I make the teens adjacent to me nervous. They wonder if I’m eavesdropping, spying for their mothers as we are a right-knit crew. Not in the sense that we spend time together beyond passing at drop-off and pick-up, but in the way that we are a tribe, a village, all of us watching out for the others’ children.
Me showing my age.
I am not eavesdropping, but if I were to hear them share danger or another cause for concern, I would speak up to the proper mama. The world can be dangerous. We all want the same thing: for our children to survive and be happy.
These girls with ripped jeans and multi-color hair, cell phones and acne—they are beautiful. They are confident despite their nervous glances my way. Four around a table, tiny coven convening. Little witches are everywhere in this town. They practice the magic of laughter and love.
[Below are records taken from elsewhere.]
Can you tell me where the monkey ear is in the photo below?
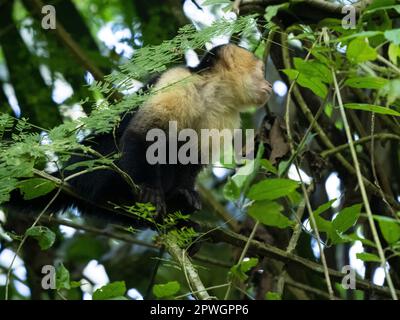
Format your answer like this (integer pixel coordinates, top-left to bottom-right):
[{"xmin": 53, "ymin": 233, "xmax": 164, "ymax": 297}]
[{"xmin": 220, "ymin": 44, "xmax": 236, "ymax": 70}]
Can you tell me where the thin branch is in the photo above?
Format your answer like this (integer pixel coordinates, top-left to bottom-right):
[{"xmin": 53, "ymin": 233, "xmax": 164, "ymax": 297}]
[
  {"xmin": 224, "ymin": 144, "xmax": 264, "ymax": 299},
  {"xmin": 5, "ymin": 188, "xmax": 62, "ymax": 300},
  {"xmin": 377, "ymin": 55, "xmax": 400, "ymax": 76},
  {"xmin": 295, "ymin": 163, "xmax": 335, "ymax": 299},
  {"xmin": 276, "ymin": 184, "xmax": 312, "ymax": 295},
  {"xmin": 331, "ymin": 68, "xmax": 398, "ymax": 300},
  {"xmin": 39, "ymin": 215, "xmax": 158, "ymax": 249},
  {"xmin": 321, "ymin": 133, "xmax": 400, "ymax": 158},
  {"xmin": 284, "ymin": 276, "xmax": 342, "ymax": 300}
]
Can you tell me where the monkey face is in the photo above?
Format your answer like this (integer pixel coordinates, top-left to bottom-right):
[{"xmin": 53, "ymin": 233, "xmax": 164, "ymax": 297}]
[
  {"xmin": 251, "ymin": 60, "xmax": 272, "ymax": 106},
  {"xmin": 240, "ymin": 59, "xmax": 272, "ymax": 108}
]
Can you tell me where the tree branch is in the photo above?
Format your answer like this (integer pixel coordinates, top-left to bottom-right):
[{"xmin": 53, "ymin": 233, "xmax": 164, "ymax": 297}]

I am not listening, but I feel the magic they give off. Youth is a pretty thing. I remember mine, always backwards in a chair, arms folded across the top, bubble gum in my mouth, smiling. Once I was earnest to fit in. With time I realized out was a better place for me.
Which of these young women is that version of me? Or are they all so full of confidence they fall together with the chips? They are glancing my way. I wonder what I look like to a teen. I have just begun to show my age. I am young yet, but my experience has frayed my edges, webbed the corners of my eyes. And there are the streaks of gray through my hair plus the children nearly their age following me like ducklings.
These girl take up so much space it is hard to give them any. All I want is for my daughter to finish her snack so I can shift away. Show respect. I remember what it was like to feel watched but not seen.